Ndamulelo Maphangule

Personal information
- Full name: Ndamulelo Rodney Maphangule
- Date of birth: 22 October 1999 (age 25)
- Place of birth: Ha-Masakona, Limpopo, South Africa
- Height: 1.87 m (6 ft 2 in)
- Position(s): Midfielder

Team information
- Current team: Polokwane City
- Number: 14

Senior career*
- Years: Team / Apps / (Gls)
- 2017–2018: Masakona United
- 2018–2019: Black Leopards / 0 / (0)
- 2019–2020: Mbombela United / 2 / (0)
- 2020–2021: Venda FA
- 2021–: Polokwane City / 111 / (1)

International career^{‡}
- 2025–: South Africa / 3 / (0)

= Ndamulelo Maphangule =

South African soccer player (born 1999)

Ndamulelo Rodney Maphangule (born 22 October 1999) is a South African professional soccer player who plays as a midfielder for South African Premier Division club Polokwane City, and the South Africa national team.

==Club career==
Maphangule was born in Ha-Masakona in Limpopo, South Africa, and began his playing career at local team Masakona United before joining Black Leopards and playing for their reserve team in the PSL Reserve League. He was later scouted by Mbombela United of the National First Division and had a spell with Venda FA before signing for Polokwane City in 2021.

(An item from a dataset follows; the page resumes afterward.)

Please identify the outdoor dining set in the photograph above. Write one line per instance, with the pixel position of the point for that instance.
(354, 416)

Maphangule was part of the Polokwane City team who won the National First Division on goal difference in 2022–23, and were thus promoted to the South African Premier Division.

==International career==
In November 2024, Maphangule was selected to a preliminary 38-man squad for the South Africa national team for 2025 Africa Cup of Nations qualification matches, but did not make the final squad, though he was called up to the final squad for a 2026 FIFA World Cup qualification fixture against Lesotho in March 2025, as a replacement for the injured Patrick Maswanganyi. He made his international debut as a late substitute in this match, as South Africa won 2–0.

==Personal life==
Maphangule is the younger brother of fellow footballer Meshack Maphangule.